Although Sergei Rachmaninov lived at roughly the same time as other Russian composers such as Alexander Scriabin, Sergei Prokofiev and Dmitri Shostakovich, he stands out among them. All of these important Russian composers had something in common: their problems with the dramatic changes following the Russian revolution. Scriabin, although enjoying an international career as composer and pianist, never really left the country - but as he died already in 1915, he did not yet really suffer from communism. Shostakovich did not leave the country for a variety of reasons, but Prokofiev, also enjoying an international career, chose to live for years in Paris. He however returned to his home country during the time of the worst of Stalin's terror, for reasons which are still not completely understood. Rachmaninov however took the opportunity of a concert tour of the West and left Russia in the aftermath of the revolution in 1917, never to return to his homeland.
Sergei Rachmaninov had a difficult youth, primarily because of his parents' ongoing financial problems, resulting in their marital difficulties and eventual divorce. His family lived in St. Peters-burg, where he first began learning to play the piano, tutored by his mother. For his professional studies, however, he went to the Moscow Conservatory. His older cousin, Alexander Siloti, a famous and influential pianist in Russia at the time, had recommended to his mother to have young Sergei study piano with Nikolai Zverev at the conservatory. This he did with very remarkable progress and success, but later in his studies he focused more on composition, studying harmony and counterpoint with Anton Arensky and Sergei Taneev.
The most influential composers at that time were the members of the Petersburg-based 'Mighty Five': Mily Balakirev, Alexander Borodin, César Cui, Modest Mussorgsky and Nikolai Rimsky-Korsakov.
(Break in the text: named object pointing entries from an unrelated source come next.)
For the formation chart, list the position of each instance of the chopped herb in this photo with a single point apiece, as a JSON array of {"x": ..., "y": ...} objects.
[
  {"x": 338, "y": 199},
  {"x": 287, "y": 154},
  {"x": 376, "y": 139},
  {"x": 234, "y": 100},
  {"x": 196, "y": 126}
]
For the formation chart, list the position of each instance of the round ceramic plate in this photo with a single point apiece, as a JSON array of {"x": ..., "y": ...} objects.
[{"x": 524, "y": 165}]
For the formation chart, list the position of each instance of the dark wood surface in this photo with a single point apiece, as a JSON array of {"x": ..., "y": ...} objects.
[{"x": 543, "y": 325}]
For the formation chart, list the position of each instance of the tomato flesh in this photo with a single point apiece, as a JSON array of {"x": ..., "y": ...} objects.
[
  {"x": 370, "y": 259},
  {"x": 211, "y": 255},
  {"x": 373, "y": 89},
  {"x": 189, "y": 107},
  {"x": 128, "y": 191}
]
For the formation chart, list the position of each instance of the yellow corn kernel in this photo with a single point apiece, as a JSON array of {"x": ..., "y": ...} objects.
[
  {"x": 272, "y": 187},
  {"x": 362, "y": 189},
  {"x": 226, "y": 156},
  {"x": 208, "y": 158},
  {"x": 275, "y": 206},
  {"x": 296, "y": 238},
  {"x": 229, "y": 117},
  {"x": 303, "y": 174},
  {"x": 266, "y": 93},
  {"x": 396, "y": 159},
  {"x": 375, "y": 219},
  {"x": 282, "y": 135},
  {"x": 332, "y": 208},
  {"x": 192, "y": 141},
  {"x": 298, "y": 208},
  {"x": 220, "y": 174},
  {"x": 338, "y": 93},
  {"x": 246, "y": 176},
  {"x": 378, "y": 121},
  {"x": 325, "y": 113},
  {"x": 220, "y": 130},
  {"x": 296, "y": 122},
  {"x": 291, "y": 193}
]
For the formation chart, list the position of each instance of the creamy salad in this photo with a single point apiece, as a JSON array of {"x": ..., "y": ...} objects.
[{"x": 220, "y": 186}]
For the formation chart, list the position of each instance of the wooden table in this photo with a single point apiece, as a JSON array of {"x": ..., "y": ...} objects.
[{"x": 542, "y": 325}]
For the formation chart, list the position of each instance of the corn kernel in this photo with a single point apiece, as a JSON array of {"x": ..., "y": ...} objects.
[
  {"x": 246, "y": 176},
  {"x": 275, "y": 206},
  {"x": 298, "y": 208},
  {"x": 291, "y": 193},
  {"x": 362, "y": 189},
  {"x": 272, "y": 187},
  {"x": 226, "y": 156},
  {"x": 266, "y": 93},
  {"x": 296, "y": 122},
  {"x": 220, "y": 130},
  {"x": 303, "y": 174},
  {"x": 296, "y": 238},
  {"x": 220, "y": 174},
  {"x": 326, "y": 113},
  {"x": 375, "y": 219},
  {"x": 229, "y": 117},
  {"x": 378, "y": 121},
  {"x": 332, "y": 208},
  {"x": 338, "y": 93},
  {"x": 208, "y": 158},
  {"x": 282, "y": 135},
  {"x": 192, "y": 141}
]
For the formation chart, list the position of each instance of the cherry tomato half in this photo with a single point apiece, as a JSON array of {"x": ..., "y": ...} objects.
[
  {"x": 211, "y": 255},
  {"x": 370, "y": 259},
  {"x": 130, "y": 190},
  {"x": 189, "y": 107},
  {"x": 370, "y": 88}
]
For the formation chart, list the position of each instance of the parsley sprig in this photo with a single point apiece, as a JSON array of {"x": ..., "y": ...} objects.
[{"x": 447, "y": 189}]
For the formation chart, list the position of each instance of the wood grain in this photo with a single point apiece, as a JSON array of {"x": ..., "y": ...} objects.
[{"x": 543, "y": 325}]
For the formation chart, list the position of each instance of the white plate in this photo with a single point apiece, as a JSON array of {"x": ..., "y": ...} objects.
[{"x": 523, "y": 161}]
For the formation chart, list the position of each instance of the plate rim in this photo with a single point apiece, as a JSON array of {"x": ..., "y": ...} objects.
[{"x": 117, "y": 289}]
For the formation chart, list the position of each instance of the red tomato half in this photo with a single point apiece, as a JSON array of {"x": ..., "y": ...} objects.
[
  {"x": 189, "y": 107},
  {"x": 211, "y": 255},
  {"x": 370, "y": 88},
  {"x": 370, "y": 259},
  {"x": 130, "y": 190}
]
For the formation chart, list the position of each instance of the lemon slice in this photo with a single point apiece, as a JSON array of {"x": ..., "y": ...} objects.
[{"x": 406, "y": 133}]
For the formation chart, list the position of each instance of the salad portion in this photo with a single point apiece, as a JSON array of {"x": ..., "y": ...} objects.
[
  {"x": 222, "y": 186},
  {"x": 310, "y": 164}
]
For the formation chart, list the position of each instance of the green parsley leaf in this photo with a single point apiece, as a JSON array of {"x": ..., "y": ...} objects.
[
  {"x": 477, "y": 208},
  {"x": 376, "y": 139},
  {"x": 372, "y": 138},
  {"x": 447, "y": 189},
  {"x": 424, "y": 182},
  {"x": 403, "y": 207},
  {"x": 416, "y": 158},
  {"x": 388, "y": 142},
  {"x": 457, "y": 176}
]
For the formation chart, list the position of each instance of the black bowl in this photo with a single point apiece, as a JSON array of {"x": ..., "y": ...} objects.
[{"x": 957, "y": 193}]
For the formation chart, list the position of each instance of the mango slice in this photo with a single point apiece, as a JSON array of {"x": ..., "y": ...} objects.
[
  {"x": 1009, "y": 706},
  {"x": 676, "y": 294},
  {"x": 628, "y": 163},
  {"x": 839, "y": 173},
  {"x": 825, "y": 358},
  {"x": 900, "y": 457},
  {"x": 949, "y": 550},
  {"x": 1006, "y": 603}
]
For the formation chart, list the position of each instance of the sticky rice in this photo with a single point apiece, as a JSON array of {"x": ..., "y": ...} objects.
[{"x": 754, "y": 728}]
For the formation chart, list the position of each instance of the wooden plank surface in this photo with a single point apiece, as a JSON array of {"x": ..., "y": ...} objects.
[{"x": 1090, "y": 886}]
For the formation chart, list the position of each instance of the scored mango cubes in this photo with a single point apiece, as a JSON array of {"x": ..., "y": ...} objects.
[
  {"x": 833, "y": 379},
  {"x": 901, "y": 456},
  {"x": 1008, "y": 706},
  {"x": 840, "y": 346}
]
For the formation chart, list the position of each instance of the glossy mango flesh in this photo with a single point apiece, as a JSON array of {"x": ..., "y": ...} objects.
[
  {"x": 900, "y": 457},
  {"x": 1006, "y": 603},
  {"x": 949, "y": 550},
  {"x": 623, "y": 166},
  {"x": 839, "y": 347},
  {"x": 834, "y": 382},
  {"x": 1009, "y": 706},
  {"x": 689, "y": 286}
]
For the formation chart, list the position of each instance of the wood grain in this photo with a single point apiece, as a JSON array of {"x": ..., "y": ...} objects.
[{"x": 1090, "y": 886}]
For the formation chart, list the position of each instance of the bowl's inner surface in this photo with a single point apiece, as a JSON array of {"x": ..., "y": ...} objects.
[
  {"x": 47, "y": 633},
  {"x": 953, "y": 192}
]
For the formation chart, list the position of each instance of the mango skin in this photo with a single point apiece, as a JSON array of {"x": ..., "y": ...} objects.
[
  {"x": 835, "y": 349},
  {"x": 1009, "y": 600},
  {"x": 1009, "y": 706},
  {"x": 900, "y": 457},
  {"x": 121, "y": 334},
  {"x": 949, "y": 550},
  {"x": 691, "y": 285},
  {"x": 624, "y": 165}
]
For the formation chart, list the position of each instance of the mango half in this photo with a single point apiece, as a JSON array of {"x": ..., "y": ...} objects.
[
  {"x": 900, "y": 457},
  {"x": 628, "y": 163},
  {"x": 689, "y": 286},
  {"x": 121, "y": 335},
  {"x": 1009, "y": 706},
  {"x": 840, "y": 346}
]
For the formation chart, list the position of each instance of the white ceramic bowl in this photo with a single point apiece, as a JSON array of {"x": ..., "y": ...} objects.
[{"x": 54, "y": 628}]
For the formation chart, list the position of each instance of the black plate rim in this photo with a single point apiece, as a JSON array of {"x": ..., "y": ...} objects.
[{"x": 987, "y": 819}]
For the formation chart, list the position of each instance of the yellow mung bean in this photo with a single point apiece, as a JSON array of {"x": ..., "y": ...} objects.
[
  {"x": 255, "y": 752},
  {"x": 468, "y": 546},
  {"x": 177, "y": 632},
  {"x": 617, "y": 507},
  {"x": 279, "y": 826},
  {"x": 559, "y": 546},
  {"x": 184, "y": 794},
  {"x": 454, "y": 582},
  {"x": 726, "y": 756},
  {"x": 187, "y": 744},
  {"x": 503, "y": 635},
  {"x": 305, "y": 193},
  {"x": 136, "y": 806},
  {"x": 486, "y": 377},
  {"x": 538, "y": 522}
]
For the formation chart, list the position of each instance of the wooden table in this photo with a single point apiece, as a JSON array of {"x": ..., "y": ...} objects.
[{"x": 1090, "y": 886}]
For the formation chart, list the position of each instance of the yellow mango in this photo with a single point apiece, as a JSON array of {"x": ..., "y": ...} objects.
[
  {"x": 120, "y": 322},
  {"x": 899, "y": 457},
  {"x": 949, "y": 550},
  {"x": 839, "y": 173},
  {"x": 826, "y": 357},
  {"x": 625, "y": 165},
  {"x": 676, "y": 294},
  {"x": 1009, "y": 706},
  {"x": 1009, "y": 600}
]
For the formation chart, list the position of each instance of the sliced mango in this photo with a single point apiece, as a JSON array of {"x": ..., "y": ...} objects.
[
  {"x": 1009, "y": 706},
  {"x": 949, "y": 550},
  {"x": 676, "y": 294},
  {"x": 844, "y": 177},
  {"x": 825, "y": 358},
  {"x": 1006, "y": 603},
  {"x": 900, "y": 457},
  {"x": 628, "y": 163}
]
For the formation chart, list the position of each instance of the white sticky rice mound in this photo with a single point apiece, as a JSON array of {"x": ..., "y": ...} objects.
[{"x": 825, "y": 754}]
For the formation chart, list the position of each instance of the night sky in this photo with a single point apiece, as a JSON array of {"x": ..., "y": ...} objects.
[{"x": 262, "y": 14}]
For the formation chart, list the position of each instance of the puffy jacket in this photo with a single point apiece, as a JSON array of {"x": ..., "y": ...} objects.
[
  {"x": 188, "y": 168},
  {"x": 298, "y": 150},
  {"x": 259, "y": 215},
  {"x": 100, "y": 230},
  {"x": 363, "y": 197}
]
Before their time, music in Russian theatres and concert halls had been dominated by Western European music. The five were, in short, pursuing the goal to establish an authentic national Russian music style: apart from them stood Peter Ilyich Tchaikovsky, a monolithic figure at the time.
By far the greatest part of Rachmaninov's output as a composer was created in Russia before he left the country. He was a great admirer of Chopin's work and took on his idea of the Preludes of Op. 28. However, Rachmaninov did not intend to simply copy their form and structure. Chopin takes the listener in sequential order through the entire circle of fifths, resulting in a series of 24 pieces which are unique in their tonality and character. Although Rachmaninov wrote 24 preludes in total, each in a different key as well, he grouped them in various sets which have no relation to each other.
He first composed his famous C sharp minor Prelude in 1892. It was followed by the group of 10 Preludes Op. 23, which he finished in 1903. The last group, which is recorded here, are the 13 Preludes Op. 32, which Rachmaninov composed in 1910. This was around the time when Scriabin and Rachmaninov - who knew each other well from the Moscow Conservatory, being around the same age - began to differ more and more in their compositional style.
Scriabin developed his revolutionary ideas of tonality and form, while Rachmaninov continued to compose more in a traditional way. He-is considered by many to be 'the last Romantic' and followed the path of the older Tchaikovsky, who supported him considerably as a young composer.
Rachmaninov's Op. 34 is a series of fourteen songs for voice, the last of which is the 'Vocalise'. The entire opus was released in 1912 and the Vocalise Op. 34 No. 14 is composed as a 'song without words'. It is, like the above-mentioned C sharp minor prelude, one of Rachmaninov‘s most popular compositions of all time. There are countless arrangements, not only for voice, but all kinds of settings, among them versions for orchestra, chamber groups, solo instrument with piano accompaniment and also several arrangements for solo piano. The version presented here is an arrangement by Alan Richardson.
After Rachmaninov settled down in the US, he was mainly active as a touring pianist and conductor. He enjoyed enormous success there and some believe Rachmaninov was the greatest pianist of his time. However, his output as a composer had ceased almost completely after he had left his homeland. The two most probable reasons for this are that he was too busy supporting his family by touring and that he was permanently homesick - he could simply not find the calm and mood to compose any longer.
The Variations on a Theme of Corelli Op. 42 is the first work after roughly 15 years away from composing, written in 1931. Also, this is the only work for piano solo Rachmaninov wrote after leaving Russia. At the time of composition, Rachmaninov had settled down in Switzerland, where he again found the leisure to compose.
Although he borrowed the theme for his variations from a violin sonata by Arcangelo Corelli, the title he gave the work is misleading: Corelli himself had varied the baroque theme 'La Folia' in his sonata, which was by no means his original creation. Rachmaninov dedicated the set of these variations to the violinist Fritz Kreisler, with whom he had played and who had apparently introduced him to Corelli's sonata.